Bild: Die ehemalige Packard-Fabrik in Detroit.
taz: Dimitri Hegemann, Sie kommen gerade aus Detroit zurück. Was reizt Sie
an der Stadt?
Dimitri Hegemann: Für Raumvorstellungen ist Detroit ein Schlaraffenland.
Wenn man vom Flughafen in die Stadt fährt, ist man gleich in einem Film, da
stehen intakte Gebäude neben Ruinen, es sieht aus wie zerbombt. Das
versetzt mich in einen Rausch. Deshalb werden wir in der Automobilfabrik
Packard, die seit circa 50 Jahren leer steht, einen Modellversuch starten.
Wie sieht der aus?
Es soll eine soziale Plastik werden, verschiedene Welten unter einem Dach
vereint. Es wird ein Hostel geben, was in Detroit bisher fehlt. Dann gibt
es einen Ausstellungsraum und natürlich auch – ganz wichtig – einen
Technoclub sowie ein Pop-up-Restaurant, eine Markthalle und einen
Gartenbereich. Das wird alles von Detroitern gemacht, unterstützt auch von
unseren Freunden aus dem Umfeld der Technoaktivisten von Underground
Resistance.
Sie haben oft gesagt, Sie möchten Detroit etwas zurückgeben. Was haben Sie
von den Technoproduzenten von dort Anfang der Neunziger für Ihren Club
Tresor bekommen?
Sie haben mir im richtigen Augenblick eine Musik präsentiert, die
funktionierte. Detroit Techno der zweiten Generation, von Produzenten wie
Robert Hood, Jeff Mills und Mike Banks hat Berlin komplett verändert. Diese
Kraft, diese Energie in der Musik hat die Stadt in den Wirren nach der
Wiedervereinigung erfasst.

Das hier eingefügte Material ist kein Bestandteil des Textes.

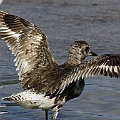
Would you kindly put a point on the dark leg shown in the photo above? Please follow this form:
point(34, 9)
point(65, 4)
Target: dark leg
point(46, 114)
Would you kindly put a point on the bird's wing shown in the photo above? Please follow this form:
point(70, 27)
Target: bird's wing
point(28, 43)
point(57, 81)
point(107, 65)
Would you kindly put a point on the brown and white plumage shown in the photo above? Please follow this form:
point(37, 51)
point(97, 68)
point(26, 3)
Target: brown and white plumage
point(46, 84)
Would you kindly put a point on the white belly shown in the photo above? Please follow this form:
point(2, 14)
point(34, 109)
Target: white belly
point(29, 99)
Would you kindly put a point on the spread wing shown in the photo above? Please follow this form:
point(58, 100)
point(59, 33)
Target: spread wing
point(28, 43)
point(56, 81)
point(107, 65)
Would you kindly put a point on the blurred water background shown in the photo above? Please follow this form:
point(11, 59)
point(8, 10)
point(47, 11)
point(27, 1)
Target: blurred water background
point(64, 21)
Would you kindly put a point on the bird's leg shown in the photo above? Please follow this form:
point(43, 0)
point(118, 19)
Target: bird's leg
point(57, 109)
point(46, 114)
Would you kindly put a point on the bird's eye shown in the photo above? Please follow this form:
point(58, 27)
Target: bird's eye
point(87, 49)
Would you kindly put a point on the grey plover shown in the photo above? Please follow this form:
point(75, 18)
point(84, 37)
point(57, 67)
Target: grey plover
point(48, 85)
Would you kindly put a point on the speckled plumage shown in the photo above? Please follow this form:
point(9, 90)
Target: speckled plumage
point(48, 85)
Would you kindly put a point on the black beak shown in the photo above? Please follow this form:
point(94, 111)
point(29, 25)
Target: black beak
point(92, 54)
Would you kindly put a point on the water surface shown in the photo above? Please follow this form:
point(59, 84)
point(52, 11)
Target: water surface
point(97, 22)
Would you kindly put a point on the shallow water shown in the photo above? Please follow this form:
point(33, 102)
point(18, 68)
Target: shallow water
point(97, 22)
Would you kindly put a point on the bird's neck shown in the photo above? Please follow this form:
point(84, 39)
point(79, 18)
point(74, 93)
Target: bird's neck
point(74, 59)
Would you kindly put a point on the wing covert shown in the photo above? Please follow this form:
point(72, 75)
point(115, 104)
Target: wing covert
point(107, 65)
point(28, 43)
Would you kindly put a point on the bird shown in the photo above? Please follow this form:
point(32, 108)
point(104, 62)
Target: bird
point(46, 84)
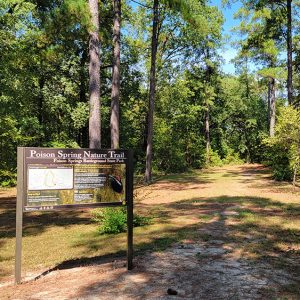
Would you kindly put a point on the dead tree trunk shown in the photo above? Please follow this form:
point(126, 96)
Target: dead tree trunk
point(289, 52)
point(115, 90)
point(272, 101)
point(154, 45)
point(94, 79)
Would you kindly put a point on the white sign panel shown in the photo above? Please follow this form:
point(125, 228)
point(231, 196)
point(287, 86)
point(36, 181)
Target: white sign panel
point(50, 179)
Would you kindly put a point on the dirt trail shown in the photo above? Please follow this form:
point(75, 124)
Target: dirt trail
point(209, 264)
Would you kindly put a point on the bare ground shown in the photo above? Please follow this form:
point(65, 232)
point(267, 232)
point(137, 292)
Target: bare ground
point(215, 260)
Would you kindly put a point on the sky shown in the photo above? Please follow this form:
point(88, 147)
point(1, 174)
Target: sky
point(228, 52)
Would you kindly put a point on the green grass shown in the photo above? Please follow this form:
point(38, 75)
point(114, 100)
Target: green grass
point(266, 228)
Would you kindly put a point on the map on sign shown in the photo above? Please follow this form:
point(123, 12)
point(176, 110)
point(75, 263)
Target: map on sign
point(50, 179)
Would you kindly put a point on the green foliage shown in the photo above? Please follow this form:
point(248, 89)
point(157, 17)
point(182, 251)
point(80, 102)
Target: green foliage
point(113, 220)
point(214, 159)
point(283, 153)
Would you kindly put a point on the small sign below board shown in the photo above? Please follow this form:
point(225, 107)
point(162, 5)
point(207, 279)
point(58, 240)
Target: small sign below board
point(50, 179)
point(65, 178)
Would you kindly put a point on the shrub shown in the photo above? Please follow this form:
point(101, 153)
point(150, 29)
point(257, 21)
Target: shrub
point(8, 178)
point(113, 220)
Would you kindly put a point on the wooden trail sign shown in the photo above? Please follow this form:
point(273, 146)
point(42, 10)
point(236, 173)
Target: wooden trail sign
point(56, 179)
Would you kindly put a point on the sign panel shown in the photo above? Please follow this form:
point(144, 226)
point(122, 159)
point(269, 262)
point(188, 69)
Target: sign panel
point(63, 178)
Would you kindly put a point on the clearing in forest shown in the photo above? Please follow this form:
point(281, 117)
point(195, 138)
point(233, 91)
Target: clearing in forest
point(222, 233)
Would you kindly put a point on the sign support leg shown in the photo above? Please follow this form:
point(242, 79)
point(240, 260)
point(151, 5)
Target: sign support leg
point(19, 215)
point(129, 201)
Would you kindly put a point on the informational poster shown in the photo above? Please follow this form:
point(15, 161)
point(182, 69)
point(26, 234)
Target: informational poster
point(66, 177)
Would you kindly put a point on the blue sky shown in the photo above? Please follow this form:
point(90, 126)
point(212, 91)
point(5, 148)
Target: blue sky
point(228, 52)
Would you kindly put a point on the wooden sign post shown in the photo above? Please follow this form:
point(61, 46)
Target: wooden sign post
point(57, 179)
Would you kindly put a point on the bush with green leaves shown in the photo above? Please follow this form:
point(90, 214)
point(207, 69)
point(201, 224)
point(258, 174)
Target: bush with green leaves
point(113, 220)
point(283, 150)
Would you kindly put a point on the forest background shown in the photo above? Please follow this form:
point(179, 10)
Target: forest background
point(167, 98)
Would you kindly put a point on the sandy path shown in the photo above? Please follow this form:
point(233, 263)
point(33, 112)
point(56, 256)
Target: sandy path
point(194, 267)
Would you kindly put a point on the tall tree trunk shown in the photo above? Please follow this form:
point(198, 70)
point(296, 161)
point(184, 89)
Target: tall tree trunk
point(207, 134)
point(154, 45)
point(272, 106)
point(94, 77)
point(83, 135)
point(269, 102)
point(115, 92)
point(289, 52)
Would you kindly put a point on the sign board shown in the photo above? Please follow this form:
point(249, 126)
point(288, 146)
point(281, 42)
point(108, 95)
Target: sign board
point(66, 178)
point(50, 179)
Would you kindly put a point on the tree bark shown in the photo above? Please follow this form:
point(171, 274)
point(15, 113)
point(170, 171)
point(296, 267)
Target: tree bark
point(154, 45)
point(115, 92)
point(272, 106)
point(289, 52)
point(207, 134)
point(94, 79)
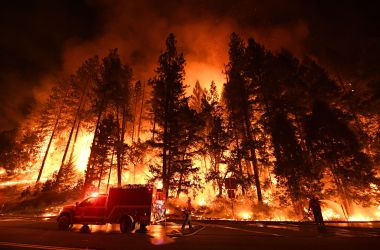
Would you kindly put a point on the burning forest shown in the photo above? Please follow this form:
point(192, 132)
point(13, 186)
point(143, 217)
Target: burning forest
point(253, 137)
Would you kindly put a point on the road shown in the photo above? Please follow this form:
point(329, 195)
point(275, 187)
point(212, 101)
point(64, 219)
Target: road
point(35, 233)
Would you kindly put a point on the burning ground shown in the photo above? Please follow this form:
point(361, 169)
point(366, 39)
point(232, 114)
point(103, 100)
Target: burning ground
point(193, 109)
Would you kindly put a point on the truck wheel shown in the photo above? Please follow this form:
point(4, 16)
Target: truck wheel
point(126, 224)
point(64, 223)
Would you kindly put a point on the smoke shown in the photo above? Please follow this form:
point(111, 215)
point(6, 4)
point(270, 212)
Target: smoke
point(139, 29)
point(59, 36)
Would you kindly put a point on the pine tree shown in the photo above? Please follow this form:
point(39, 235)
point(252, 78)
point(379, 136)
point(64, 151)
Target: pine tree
point(168, 96)
point(237, 99)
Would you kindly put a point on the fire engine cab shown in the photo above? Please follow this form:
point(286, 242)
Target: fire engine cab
point(125, 206)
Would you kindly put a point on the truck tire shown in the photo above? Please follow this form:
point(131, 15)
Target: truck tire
point(64, 222)
point(126, 224)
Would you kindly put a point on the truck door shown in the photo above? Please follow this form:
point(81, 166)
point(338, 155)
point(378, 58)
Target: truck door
point(91, 210)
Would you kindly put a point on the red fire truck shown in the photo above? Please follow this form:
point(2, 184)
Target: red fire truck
point(125, 206)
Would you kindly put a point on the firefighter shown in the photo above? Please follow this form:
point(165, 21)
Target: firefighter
point(187, 213)
point(315, 207)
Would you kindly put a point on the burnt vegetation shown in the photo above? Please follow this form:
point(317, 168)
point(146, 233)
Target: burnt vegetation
point(282, 126)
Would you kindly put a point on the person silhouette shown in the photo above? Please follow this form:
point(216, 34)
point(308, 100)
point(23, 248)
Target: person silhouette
point(187, 213)
point(315, 207)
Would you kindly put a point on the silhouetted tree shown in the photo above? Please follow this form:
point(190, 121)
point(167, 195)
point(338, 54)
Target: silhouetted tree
point(168, 96)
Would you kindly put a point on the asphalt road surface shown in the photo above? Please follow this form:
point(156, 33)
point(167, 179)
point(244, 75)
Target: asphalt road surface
point(37, 233)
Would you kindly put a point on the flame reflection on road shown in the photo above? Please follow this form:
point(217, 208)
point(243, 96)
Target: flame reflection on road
point(158, 234)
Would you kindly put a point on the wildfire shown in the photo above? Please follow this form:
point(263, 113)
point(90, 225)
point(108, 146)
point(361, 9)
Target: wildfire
point(201, 202)
point(244, 215)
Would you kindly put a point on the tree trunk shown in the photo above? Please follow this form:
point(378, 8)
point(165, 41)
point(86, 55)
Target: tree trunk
point(134, 117)
point(77, 119)
point(48, 146)
point(51, 137)
point(109, 173)
point(100, 176)
point(254, 161)
point(118, 149)
point(89, 163)
point(141, 110)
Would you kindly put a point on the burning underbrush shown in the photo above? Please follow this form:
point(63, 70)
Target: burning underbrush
point(38, 200)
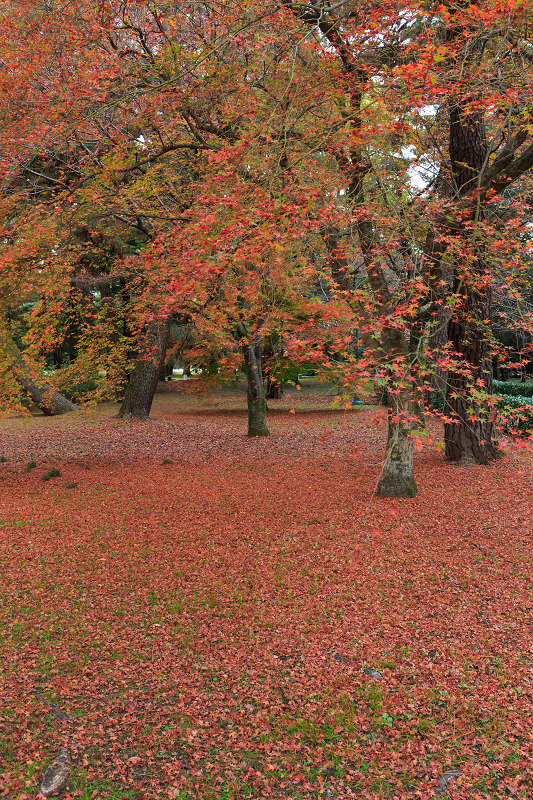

Sie war der Impulsgeber, das Momentum. Sie
passte perfekt in die Zeit und auch an den Ort, diese alte Stahlkammer
namens Tresor. Ich helfe Detroit nun im Gegenzug dabei, auch etwas
aufzubauen.
Vor 25 Jahren, Mitte März 1991, haben Sie den Tresor-Club in der Leipziger
Straße in Mitte eröffnet. Wie war das, als Sie den Keller zum ersten Mal
betreten haben?
Wir waren ein Team: Achim Kohlberger und ich, zwei Wessis, und Johnnie
Stieler aus Lichtenberg. Erst mal sah diese Baracke nicht so verlockend
aus. Aber wir entwickelten Pioniergeist und es dauerte nicht lange, dann
haben wir diese Kellertür gefunden und kamen in diesen Riesenraum mit den
weißen Kacheln. Und plötzlich entdeckten wir den Eingang zu dem alten
Tresorraum.
Welche Türen mussten Sie in Detroit öffnen?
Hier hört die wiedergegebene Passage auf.